Over time, she broadens her repertoire with Prévert, Desnos, Vian, Cosma.

Or Charles Aznavour who signs "I hate Sundays", Léo Ferré his "Pretty kid" or Serge Gainsbourg who offers him "La Javanaise".

"She was elegance and freedom. Juliette Gréco joined Brel, Ferré, Brassens, Aznavour and all those she interpreted at the Panthéon de la chanson française. Her face and her voice will continue to accompany our lives. The + muse of Saint-Germain-des-Prés + is immortal ", reacted Emmanuel Macron on Twitter.

Much more recently, the one who survived the fashions also sang Olivia Ruiz and Benjamin Biolay, or Miossec, who wrote her very last song, "Merci", presented in 2015, the year she began her farewell tour.

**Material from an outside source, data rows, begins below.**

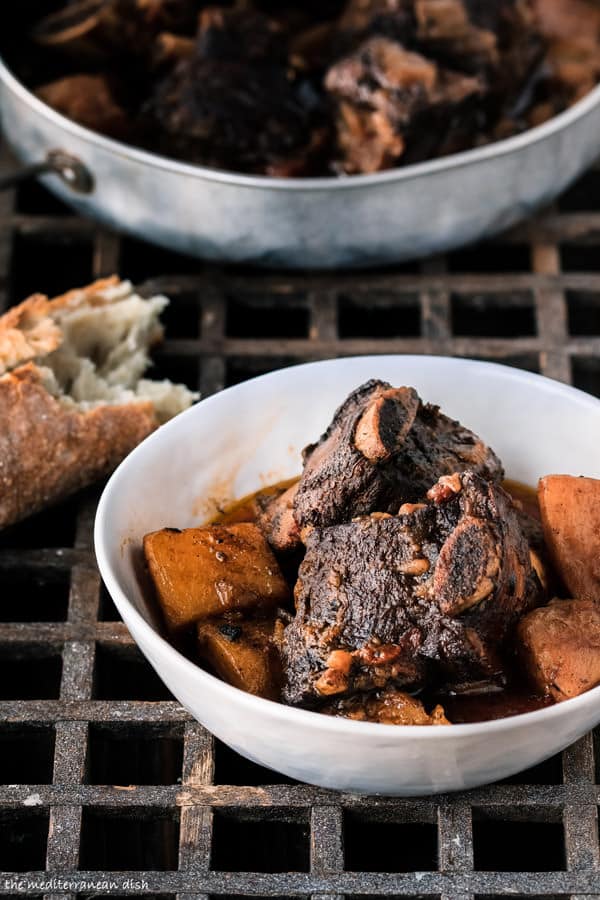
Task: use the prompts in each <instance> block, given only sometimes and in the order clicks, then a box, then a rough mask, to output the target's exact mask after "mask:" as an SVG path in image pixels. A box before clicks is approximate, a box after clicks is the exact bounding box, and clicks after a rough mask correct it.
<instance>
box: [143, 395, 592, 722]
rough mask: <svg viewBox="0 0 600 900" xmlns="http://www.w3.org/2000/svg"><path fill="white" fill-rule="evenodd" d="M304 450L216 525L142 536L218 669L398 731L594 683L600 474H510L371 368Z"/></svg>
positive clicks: (172, 529) (226, 673) (150, 566)
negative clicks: (346, 398)
mask: <svg viewBox="0 0 600 900" xmlns="http://www.w3.org/2000/svg"><path fill="white" fill-rule="evenodd" d="M303 460H304V469H303V472H302V474H301V476H300V478H299V479H298V480H296V481H295V482H292V483H289V482H288V483H285V484H281V485H274V486H272V487H271V488H269V489H268V490H263V491H259V492H258V493H257V494H255V495H253V496H252V497H250V498H244V499H242V500H241V501H240V502H239V503H238V504H236V505H234V506H233V507H231V508H228V509H226V510H225V511H224V513H223V514H222V515H221V516H220V517H219V518H218V519H217V520H216V521H215V522H214V523H213V524H209V525H205V526H203V527H201V528H195V529H187V530H186V531H184V532H179V531H177V529H172V528H171V529H163V530H162V531H159V532H155V533H153V534H151V535H147V536H146V539H145V542H144V543H145V551H146V560H147V564H148V567H149V571H150V575H151V576H152V580H153V582H154V587H155V590H156V597H157V600H158V603H159V605H160V607H161V609H162V612H163V615H164V617H165V620H166V622H167V625H168V627H169V629H170V631H171V633H172V634H173V636H174V637H176V639H177V641H178V642H181V641H182V640H183V641H184V643H185V636H186V634H188V633H190V636H191V638H192V641H191V643H190V644H189V645H188V646H190V647H191V648H192V650H191V651H190V652H191V653H192V655H193V657H194V658H200V660H202V662H203V664H204V665H205V666H207V667H208V668H209V669H210V670H211V671H213V672H215V673H216V674H217V675H219V676H220V677H221V678H223V679H224V680H225V681H228V682H229V683H230V684H233V685H234V686H236V687H239V688H241V689H243V690H246V691H248V692H250V693H253V694H256V695H258V696H261V697H266V698H268V699H271V700H279V701H280V702H283V703H286V704H288V705H291V706H295V707H303V708H305V709H311V710H316V711H319V712H321V713H323V714H328V715H334V716H345V717H348V718H351V719H354V720H357V721H368V722H376V723H380V724H388V725H389V724H396V725H407V724H410V725H443V724H448V723H450V722H461V721H473V720H481V719H486V718H498V717H501V716H502V715H514V714H517V713H519V712H524V711H530V710H532V709H536V708H541V707H543V706H547V705H548V704H549V703H553V702H559V701H562V700H565V699H568V698H570V697H574V696H577V695H578V694H580V693H582V692H583V691H586V690H589V689H590V688H592V687H594V686H595V685H597V684H599V683H600V595H599V594H598V583H599V581H598V573H597V559H598V558H599V556H600V529H599V527H598V522H597V521H596V516H595V512H594V510H595V508H596V506H597V503H596V502H595V501H596V499H597V497H598V496H599V494H600V481H595V480H594V479H589V478H581V479H577V478H572V477H569V476H562V475H558V476H548V477H546V478H543V479H542V480H541V481H540V485H539V492H538V495H536V494H535V493H534V492H533V491H532V490H531V489H527V488H525V487H523V486H520V485H519V484H518V483H515V482H510V481H503V468H502V464H501V462H500V460H499V459H498V457H497V456H496V454H495V453H494V451H493V450H491V449H490V448H489V447H488V446H486V445H485V444H484V443H483V441H482V440H481V439H480V438H479V437H478V436H477V435H475V434H474V433H473V432H471V431H469V430H468V429H466V428H465V427H464V426H462V425H461V424H460V423H458V422H456V421H453V420H452V419H450V418H448V417H447V416H446V415H444V414H443V413H442V412H441V411H440V410H439V409H438V408H437V407H435V406H431V405H429V404H426V403H424V402H423V401H422V400H421V399H420V398H419V396H418V395H417V393H416V391H415V390H414V389H413V388H410V387H393V386H392V385H390V384H388V383H386V382H383V381H377V380H373V381H369V382H367V383H366V384H364V385H362V386H361V387H359V388H357V389H356V390H354V391H353V392H352V393H351V394H350V395H349V397H348V398H347V399H346V400H345V401H344V403H343V404H342V405H341V406H340V407H339V409H338V410H337V411H336V412H335V414H334V416H333V420H332V422H331V424H330V426H329V428H328V429H327V430H326V432H325V434H324V435H323V436H322V437H321V438H320V440H319V441H318V442H317V443H315V444H311V445H309V446H308V447H307V448H306V449H305V451H304V453H303ZM538 497H539V500H538ZM540 505H541V511H540Z"/></svg>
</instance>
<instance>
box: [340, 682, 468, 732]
mask: <svg viewBox="0 0 600 900" xmlns="http://www.w3.org/2000/svg"><path fill="white" fill-rule="evenodd" d="M323 712H325V713H327V714H328V715H333V716H344V717H345V718H347V719H354V720H355V721H357V722H379V723H380V724H381V725H450V724H451V723H450V721H449V720H448V719H447V718H446V714H445V712H444V709H443V707H442V706H439V705H438V706H436V707H435V709H434V710H432V712H431V713H428V712H427V711H426V709H425V707H424V706H423V704H422V703H421V701H420V700H419V699H418V698H417V697H412V696H411V695H410V694H406V693H404V691H399V690H397V689H396V688H386V689H385V690H384V691H381V693H379V694H374V695H373V694H371V695H367V696H361V695H356V696H354V697H345V698H344V699H342V700H338V701H337V702H334V703H333V704H331V705H329V706H326V707H325V708H324V709H323Z"/></svg>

"My favorite is obviously the song + Undress me +", commented on RTL the Minister of Culture Roselyne Bachelot.

"Juliette Gréco makes a whole masterpiece, she has made a masterpiece of her life and this transgressive song is the symbol of this code breaker, of this image breaker," he said. -she adds.

A "Undress me" that she still sang while celebrating on stage in Paris, at the beginning of 2016, her 89 years: "I shouldn't sing it, I know, I know but I will do it", she said then, mischievous, at the Théâtre de la Ville, where she premiered this song in 1968.

"Juliette was a very great lady of French song, iconic of the Paris of Saint-Germain-des-Près. She is a wonderful and fabulous performer who is leaving us," singer Mireille Mathieu told AFP.

Divorced from actor Philippe Lemaire, father of his only daughter, then from actor Michel Piccoli, Juliette Gréco married in 1988 her pianist and arranger Gérard Jouannest, who died in 2018.